Key Experimental Results¶
Main Results (QA based on OpenAlex academic papers)¶
| Method | Answer Faithfulness↑ | Context Precision↑ | Context Recall↑ |
|---|---|---|---|
| GraphRAG-Local | 78.18 | 89.18 | 41.54 |
| GraphRAG-Global | 55.27 | 66.67 | 47.22 |
| HippoRAG2 | 67.36 | 73.72 | 47.22 |
| CausalRAG | 78.00 | 92.86 | 49.46 |
Ablation Study (Study on Parameters \(k\) and \(s\))¶
| k, s | Overall Performance |
|---|---|
| k=1, s=1 | 0.534 |
| k=3, s=3 | 0.782 |
| k=5, s=5 | 0.824 |
Key Findings¶
- Causal path retrieval outperforms GraphRAG in both precision and recall: Context Precision reached 92.86 (+3.68 vs GraphRAG-Local), and Context Recall reached 49.46 (+7.92 vs GraphRAG-Local).
- The longer the document, the greater the advantage of CausalRAG: From abstracts (72.43) to full texts (91.69), CausalRAG shows more significant improvements on long documents.
- Causal reasoning reduces hallucinations: Answer Faithfulness is 78.00, close to the best-performing GraphRAG-Local (78.18), but with higher context precision.
Highlights & Insights¶
- "Causality > Semantic Similarity" for retrieval: This is the core insight.
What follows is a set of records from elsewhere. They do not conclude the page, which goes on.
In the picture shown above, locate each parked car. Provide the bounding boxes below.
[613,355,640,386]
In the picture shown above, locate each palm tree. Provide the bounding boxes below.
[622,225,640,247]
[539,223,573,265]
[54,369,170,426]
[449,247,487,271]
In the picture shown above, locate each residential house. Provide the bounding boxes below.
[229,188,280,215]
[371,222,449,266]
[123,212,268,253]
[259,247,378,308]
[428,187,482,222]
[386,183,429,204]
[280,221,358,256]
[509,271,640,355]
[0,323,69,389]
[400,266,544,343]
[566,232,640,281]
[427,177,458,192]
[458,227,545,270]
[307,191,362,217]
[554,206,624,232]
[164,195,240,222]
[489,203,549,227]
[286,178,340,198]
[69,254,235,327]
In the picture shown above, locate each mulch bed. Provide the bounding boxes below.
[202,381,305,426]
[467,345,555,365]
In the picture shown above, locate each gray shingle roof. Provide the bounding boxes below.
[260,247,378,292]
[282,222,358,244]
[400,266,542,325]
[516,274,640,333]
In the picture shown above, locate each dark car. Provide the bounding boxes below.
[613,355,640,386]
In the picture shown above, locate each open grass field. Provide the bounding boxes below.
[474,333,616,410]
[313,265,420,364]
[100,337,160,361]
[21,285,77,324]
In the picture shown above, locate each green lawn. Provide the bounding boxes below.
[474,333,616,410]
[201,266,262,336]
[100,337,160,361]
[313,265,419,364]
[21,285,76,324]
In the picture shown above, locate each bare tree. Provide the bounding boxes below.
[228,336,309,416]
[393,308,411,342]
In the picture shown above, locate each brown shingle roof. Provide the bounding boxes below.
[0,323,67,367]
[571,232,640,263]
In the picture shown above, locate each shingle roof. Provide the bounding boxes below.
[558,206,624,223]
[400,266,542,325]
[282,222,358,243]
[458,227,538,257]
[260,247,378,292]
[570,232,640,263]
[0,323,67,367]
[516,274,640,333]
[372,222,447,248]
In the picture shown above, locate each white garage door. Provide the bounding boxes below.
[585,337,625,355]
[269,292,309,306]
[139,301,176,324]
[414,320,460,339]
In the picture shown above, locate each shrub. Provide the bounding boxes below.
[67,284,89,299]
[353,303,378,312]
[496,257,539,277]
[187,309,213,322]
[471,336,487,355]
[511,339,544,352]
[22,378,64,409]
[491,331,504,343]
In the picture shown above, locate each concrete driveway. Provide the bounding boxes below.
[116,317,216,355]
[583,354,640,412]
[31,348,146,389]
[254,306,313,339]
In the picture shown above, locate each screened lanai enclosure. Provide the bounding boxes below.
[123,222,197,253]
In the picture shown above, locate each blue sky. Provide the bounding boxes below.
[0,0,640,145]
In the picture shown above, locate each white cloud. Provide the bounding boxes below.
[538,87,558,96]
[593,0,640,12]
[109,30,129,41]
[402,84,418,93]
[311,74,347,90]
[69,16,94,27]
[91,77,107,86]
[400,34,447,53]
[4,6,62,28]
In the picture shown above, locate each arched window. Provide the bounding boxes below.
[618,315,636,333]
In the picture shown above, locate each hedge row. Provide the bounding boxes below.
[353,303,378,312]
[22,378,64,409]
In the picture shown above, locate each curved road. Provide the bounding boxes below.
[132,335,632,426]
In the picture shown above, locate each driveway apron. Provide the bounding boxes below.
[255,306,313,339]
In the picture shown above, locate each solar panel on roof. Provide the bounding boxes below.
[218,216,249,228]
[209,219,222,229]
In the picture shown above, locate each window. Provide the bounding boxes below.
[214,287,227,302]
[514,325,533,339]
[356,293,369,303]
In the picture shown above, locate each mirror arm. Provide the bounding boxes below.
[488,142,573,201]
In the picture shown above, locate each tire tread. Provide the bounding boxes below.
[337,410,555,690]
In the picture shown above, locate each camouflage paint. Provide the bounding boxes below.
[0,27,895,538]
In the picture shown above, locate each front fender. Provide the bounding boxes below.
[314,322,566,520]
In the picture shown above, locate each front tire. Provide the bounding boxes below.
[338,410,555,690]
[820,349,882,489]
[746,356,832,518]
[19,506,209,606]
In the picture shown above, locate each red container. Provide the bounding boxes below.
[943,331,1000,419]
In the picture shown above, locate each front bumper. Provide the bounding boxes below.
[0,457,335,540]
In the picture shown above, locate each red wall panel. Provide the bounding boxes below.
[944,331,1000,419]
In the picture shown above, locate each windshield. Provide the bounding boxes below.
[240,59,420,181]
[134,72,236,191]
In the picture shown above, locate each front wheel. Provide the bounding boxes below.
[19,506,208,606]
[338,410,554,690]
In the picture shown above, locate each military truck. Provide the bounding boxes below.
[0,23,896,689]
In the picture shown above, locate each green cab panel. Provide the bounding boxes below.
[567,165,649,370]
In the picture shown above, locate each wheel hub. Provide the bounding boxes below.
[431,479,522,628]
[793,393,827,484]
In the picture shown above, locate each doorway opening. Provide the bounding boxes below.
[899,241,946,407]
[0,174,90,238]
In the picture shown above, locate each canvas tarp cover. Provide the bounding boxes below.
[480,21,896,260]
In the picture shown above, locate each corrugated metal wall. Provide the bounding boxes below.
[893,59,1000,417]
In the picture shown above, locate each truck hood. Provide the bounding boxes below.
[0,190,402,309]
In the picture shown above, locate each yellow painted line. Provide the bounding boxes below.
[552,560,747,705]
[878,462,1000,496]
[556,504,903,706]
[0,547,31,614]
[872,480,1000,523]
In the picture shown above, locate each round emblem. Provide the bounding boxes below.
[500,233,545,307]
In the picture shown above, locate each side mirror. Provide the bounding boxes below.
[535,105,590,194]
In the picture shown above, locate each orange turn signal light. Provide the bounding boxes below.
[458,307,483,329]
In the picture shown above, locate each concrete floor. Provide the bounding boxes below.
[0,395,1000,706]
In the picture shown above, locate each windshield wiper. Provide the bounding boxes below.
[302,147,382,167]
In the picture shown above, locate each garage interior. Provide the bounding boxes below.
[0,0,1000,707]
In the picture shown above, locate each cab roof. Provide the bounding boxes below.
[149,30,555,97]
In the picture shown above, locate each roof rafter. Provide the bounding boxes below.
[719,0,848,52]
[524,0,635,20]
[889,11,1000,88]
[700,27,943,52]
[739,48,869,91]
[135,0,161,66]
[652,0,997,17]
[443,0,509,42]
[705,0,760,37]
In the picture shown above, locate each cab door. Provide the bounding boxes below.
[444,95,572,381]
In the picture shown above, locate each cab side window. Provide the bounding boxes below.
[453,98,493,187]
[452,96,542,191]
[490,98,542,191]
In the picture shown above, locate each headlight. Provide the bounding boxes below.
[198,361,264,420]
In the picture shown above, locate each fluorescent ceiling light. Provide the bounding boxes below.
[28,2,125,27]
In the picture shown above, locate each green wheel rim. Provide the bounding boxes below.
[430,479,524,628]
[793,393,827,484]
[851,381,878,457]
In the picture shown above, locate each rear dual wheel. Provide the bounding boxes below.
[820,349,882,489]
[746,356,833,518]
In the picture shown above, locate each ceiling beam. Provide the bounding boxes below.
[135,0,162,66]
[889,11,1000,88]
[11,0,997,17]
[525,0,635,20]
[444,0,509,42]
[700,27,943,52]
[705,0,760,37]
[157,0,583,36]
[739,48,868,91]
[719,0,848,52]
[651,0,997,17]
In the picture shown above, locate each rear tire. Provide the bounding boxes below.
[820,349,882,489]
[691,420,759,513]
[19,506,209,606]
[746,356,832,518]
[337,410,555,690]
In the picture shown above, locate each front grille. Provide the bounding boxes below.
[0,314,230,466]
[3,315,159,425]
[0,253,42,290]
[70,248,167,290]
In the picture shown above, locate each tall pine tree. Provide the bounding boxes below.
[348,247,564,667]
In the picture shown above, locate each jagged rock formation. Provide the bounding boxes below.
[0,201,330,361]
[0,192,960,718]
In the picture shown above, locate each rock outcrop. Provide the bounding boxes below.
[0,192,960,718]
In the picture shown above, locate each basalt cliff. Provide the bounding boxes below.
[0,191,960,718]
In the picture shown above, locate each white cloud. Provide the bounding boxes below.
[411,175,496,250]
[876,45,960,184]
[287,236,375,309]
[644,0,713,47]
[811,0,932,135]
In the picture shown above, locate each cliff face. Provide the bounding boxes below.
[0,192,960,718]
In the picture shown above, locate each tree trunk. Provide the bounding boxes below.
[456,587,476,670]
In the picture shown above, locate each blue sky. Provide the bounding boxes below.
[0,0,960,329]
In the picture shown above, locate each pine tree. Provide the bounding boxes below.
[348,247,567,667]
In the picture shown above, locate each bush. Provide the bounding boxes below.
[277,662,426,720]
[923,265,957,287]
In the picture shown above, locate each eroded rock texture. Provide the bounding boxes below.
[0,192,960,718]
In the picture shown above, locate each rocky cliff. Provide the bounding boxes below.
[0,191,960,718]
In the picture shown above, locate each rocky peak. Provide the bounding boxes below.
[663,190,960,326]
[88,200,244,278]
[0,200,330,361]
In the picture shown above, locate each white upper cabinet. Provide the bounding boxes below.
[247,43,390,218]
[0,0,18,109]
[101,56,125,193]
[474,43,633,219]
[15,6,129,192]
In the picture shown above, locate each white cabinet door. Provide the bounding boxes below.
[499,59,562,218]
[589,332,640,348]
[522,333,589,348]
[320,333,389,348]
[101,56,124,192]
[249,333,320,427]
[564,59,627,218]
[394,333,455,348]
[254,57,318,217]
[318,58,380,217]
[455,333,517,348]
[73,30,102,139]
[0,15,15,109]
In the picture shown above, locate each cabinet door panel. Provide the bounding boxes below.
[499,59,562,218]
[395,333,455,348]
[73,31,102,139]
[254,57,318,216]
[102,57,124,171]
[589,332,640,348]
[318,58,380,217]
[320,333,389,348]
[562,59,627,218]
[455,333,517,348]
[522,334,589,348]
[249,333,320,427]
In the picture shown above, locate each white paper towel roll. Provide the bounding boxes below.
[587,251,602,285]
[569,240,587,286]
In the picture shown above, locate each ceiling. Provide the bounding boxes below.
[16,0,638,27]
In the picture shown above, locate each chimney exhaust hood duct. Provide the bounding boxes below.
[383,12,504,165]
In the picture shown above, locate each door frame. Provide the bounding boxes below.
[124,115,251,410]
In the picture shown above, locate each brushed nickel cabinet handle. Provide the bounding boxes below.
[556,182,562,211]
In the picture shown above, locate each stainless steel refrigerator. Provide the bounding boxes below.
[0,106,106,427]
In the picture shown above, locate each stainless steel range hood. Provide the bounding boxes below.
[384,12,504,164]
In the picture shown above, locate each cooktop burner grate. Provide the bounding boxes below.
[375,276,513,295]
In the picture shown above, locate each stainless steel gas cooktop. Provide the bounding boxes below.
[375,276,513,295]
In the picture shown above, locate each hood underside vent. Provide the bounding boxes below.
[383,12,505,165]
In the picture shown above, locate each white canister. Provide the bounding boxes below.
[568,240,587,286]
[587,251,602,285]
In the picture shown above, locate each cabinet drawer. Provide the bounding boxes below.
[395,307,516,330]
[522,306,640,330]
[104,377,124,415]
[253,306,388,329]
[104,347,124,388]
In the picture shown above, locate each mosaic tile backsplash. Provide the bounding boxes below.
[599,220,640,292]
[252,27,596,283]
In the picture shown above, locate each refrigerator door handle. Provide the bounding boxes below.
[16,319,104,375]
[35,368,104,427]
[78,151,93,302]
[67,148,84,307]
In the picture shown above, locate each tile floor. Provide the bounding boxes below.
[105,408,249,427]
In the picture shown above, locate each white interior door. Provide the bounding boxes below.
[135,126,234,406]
Many RAG failure cases occur because semantically related but causally irrelevant content is retrieved. CausalRAG effectively solves this problem via causal paths.
- Training-free, plug-and-play solution: Relying entirely on LLM capabilities, it requires no extra training and is easy to deploy.
- Progressive analysis of \(k\) and \(s\): Provides clear guidance on the tradeoff between retrieval depth/breadth and performance.
Limitations & Future Work¶
- Reliance on internal LLM knowledge for causal identification may lead to inaccuracies in specialized domains (e.g., medical or legal).
- Causal path identification requires additional LLM calls, introducing computational overhead.
- The evaluation dataset is relatively small (QA on academic papers), lacking large-scale, multi-domain validation.
- The quality of causal relationship identification directly affects downstream performance, yet an evaluation of causal identification accuracy is lacking.
Related Work & Insights¶
- vs GraphRAG: GraphRAG constructs general knowledge graphs, whereas CausalRAG focuses on causal subgraphs, making retrieval more targeted.
- vs HippoRAG2: HippoRAG2 simulates brain memory retrieval, while CausalRAG provides more structured reasoning through causal paths.
- vs Standard RAG: Semantic retrieval cannot handle causal reasoning demands, a gap that CausalRAG successfully fills.
Rating¶
- Novelty: ⭐⭐⭐⭐ The combination of causal graphs and RAG is valuable, though the implementation relies heavily on LLM prompting.
- Experimental Thoroughness: ⭐⭐⭐ Small datasets and limited evaluation metrics.
- Writing Quality: ⭐⭐⭐⭐ Clear elaboration of motivations and methodologies.
- Value: ⭐⭐⭐⭐ Provides a new direction for causal-aware retrieval in RAG systems.